The API 570-year 2018, I add in the paragraph 5.6.3 CML Allocation: sulfidation corrosion (provided that it is a uniform liquid phase with no naphthenic acid and the piping circuit does not contain low silicon CS, see 5.12 and API 939-C). In paragraph 5.12 he also cites the following: In lines in older process units operating above 500 °F (260 °C) and subject to sulfidation corrosion, carbon steel piping containing less than 0.1 wt % silicon can corrode at significantly higher rates than higher silicon carbon steels (modern “silicon-killed” process). For piping systems / circuits that have been identified in sulfidation corrosion service that may contain older low silicon carbon steels, consideration should be given to conducting inspection of each piping segment in order to identify the worst-case corrosion rate / limiting component. After about 1985 to 1990, most purchased pipe became double stamped, and hence the low-silicon issue diminished for piping purchased and installed after that time frame. Inspection techniques that can be useful for finding susceptible components under insulation include real time radiography, GWT, and PEC. Inspection plans for sulfidation corrosion should be in accordance with API 939-C.
An alert for users of refineries in the United States and the world that were built before 1985:
Carbon steel piping components in refineries throughout the U.S. are susceptible to highly variable sulfidation corrosion rates. Carbon steel piping is manufactured to meet certain specifications, including American Society for Testing and Materials (ASTM) A53B,17 ASTM A106,18 and American Petroleum Institute (API) 5L. ASTM A53B and API 5L do not contain minimum silicon content requirements for carbon steel piping, while ASTM A106 requires the piping to be manufactured with a minimum silicon content of 0.10 weight percent. As a result, manufacturers have used different levels of silicon in the carbon steel pipe manufacturing process.

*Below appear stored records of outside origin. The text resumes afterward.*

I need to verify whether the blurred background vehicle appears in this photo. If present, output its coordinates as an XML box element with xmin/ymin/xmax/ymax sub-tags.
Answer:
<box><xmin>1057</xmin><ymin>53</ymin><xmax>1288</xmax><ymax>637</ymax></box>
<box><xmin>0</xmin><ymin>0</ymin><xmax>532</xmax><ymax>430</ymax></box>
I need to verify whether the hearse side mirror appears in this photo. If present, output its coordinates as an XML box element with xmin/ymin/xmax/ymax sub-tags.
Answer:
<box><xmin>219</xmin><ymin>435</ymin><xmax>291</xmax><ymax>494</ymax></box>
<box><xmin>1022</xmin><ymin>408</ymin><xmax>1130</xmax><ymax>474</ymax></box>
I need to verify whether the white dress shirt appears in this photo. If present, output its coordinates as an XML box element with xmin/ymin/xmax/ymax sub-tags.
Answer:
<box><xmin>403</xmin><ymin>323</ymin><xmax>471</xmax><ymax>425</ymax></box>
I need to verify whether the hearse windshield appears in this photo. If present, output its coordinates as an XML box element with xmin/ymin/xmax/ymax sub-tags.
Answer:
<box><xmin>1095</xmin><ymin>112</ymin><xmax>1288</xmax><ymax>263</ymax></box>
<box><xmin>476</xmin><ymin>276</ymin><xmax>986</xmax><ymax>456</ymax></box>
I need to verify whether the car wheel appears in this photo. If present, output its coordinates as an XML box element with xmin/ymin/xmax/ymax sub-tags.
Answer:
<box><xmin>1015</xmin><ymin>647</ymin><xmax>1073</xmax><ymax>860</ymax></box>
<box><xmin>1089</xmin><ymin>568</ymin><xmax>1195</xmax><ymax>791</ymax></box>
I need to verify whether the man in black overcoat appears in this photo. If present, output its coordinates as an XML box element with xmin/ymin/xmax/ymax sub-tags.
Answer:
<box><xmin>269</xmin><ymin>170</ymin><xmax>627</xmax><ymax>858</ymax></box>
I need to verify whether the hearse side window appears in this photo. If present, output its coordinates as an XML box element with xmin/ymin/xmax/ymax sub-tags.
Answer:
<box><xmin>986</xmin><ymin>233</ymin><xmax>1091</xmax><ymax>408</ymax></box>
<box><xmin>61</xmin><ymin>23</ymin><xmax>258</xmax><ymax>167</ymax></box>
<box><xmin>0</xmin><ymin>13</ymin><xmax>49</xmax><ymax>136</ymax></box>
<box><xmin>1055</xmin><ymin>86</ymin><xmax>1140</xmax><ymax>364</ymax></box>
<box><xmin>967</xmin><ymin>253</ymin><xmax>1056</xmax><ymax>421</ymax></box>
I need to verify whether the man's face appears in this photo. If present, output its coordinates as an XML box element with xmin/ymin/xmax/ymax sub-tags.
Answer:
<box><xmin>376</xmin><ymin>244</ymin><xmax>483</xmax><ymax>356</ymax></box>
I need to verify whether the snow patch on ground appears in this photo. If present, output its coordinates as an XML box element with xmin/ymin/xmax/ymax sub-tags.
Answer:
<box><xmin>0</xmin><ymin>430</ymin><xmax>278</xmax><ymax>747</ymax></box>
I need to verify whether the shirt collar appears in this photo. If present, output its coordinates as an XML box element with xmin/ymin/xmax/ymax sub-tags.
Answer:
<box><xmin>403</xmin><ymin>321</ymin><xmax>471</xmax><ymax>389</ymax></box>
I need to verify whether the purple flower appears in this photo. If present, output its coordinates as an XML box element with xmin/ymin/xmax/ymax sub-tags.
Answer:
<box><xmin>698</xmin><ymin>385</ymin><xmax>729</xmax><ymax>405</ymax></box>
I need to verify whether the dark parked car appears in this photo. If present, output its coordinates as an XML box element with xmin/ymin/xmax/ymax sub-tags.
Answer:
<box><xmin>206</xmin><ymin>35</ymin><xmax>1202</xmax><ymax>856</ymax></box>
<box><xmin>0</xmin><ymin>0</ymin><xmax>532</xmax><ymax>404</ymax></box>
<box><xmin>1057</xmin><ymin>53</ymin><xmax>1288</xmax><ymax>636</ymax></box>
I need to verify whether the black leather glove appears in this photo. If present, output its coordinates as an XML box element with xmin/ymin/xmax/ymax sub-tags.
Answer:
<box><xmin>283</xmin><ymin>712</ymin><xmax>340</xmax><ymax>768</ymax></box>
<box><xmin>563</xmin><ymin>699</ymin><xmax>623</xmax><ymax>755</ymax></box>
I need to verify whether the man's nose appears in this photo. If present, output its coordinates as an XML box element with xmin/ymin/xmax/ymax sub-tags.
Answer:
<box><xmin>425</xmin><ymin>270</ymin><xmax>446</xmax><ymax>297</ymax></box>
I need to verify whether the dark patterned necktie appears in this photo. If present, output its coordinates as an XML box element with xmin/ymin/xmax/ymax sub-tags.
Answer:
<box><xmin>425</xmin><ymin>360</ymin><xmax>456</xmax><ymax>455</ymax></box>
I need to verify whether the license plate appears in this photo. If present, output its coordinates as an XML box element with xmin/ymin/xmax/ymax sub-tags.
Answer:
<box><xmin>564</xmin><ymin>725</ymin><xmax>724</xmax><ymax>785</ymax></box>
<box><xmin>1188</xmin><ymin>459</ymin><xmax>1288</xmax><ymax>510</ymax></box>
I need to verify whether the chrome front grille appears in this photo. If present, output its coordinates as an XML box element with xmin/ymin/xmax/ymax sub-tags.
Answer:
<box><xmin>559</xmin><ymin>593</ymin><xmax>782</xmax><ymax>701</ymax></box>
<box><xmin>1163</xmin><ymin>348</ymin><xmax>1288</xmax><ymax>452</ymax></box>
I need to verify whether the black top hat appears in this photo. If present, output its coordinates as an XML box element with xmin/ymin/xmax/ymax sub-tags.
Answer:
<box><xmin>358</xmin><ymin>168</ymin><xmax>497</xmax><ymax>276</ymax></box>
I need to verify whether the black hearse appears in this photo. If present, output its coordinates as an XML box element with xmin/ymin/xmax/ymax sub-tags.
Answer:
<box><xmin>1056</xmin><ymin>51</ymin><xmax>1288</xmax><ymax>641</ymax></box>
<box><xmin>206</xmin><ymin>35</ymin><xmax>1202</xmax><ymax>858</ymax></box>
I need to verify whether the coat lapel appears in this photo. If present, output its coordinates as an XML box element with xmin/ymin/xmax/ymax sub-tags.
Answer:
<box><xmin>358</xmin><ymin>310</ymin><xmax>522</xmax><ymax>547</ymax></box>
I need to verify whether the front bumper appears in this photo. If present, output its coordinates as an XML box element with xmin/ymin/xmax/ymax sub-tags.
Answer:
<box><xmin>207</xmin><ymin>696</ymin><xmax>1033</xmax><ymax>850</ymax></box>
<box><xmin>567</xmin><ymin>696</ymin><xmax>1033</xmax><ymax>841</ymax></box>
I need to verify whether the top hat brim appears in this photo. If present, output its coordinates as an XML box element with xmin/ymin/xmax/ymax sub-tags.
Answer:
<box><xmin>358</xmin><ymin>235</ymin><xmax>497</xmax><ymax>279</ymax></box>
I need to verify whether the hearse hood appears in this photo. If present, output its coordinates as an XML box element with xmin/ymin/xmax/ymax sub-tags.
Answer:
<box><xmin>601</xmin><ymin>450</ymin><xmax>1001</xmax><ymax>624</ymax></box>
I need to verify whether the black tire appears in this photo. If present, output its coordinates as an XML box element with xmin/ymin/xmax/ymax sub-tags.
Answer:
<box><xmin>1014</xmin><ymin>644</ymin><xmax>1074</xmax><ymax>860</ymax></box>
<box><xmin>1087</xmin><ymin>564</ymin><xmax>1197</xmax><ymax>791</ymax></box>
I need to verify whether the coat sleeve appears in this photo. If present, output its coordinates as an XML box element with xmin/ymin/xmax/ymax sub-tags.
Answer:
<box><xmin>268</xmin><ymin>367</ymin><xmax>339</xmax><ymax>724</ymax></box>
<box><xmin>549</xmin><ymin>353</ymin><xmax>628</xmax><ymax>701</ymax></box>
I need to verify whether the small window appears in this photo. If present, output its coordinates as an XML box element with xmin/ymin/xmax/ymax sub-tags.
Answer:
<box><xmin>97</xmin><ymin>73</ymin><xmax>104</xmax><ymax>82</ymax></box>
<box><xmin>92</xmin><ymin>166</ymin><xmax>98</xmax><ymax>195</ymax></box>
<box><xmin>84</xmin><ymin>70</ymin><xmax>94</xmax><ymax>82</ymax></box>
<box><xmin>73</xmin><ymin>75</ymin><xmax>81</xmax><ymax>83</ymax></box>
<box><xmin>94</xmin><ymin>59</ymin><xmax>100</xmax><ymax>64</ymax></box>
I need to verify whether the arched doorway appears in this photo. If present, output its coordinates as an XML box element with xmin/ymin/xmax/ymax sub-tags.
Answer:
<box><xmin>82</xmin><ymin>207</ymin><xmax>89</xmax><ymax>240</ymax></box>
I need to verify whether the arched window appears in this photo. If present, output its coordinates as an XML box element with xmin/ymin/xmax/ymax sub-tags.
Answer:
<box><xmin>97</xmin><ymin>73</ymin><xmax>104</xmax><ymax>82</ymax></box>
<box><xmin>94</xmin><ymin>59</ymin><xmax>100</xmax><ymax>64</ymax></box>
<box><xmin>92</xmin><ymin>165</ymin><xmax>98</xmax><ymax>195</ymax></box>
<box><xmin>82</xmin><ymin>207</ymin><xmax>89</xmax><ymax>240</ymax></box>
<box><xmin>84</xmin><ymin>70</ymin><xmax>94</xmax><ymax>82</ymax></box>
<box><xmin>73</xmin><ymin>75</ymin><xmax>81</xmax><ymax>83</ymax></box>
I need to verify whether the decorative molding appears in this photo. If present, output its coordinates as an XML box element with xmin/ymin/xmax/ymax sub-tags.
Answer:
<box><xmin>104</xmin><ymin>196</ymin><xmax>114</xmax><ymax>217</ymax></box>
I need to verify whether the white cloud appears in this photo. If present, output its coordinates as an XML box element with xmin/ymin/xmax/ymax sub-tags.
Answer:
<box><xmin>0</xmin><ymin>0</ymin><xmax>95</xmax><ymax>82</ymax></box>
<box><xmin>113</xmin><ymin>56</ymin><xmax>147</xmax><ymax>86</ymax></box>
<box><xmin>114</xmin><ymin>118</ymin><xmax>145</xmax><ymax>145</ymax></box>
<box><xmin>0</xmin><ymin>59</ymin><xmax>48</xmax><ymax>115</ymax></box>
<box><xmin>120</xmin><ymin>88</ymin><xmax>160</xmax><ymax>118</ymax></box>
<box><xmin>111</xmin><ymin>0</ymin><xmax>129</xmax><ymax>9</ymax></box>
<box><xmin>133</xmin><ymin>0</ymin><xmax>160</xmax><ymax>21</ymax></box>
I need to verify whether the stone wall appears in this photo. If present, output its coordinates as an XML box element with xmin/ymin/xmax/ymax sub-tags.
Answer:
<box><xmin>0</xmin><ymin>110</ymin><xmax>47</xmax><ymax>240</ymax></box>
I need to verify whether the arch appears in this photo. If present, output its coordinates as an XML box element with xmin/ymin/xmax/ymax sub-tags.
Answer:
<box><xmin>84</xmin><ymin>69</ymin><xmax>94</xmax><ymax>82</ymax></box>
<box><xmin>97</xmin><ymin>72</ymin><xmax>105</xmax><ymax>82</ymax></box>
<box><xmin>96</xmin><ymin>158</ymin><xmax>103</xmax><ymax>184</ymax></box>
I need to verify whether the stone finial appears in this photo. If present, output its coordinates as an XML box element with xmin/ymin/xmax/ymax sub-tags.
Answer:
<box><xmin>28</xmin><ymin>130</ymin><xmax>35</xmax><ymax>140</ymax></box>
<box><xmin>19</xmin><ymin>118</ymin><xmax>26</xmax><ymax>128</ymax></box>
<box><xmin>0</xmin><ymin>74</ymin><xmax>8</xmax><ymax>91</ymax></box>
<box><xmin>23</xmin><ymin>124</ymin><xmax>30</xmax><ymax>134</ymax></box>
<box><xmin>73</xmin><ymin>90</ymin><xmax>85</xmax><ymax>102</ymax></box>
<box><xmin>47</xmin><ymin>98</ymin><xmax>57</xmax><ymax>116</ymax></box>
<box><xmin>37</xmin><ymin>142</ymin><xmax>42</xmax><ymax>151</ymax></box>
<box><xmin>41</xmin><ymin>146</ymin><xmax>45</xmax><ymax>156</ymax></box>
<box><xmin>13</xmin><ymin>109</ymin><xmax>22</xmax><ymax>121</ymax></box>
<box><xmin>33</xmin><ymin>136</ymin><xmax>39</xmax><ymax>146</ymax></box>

Thus, sulfidation corrosion rates could vary depending on the manufacturing specification for silicon content in the carbon steel installed in refinery processes. In the mid- 1980s, pipe manufacturers began to simultaneously comply with all three specifications, so most carbon steel piping purchased since then for refinery operations likely has a minimum of 0.10 weight percent silicon content. However, over 95 percent of the 144 refineries in the U.S., including the Chevron Richmond Refinery, were built before 1985. Therefore, the original carbon steel piping components in these refineries likely contain varying percentages of silicon, so they may experience highly variable sulfidation corrosion rates.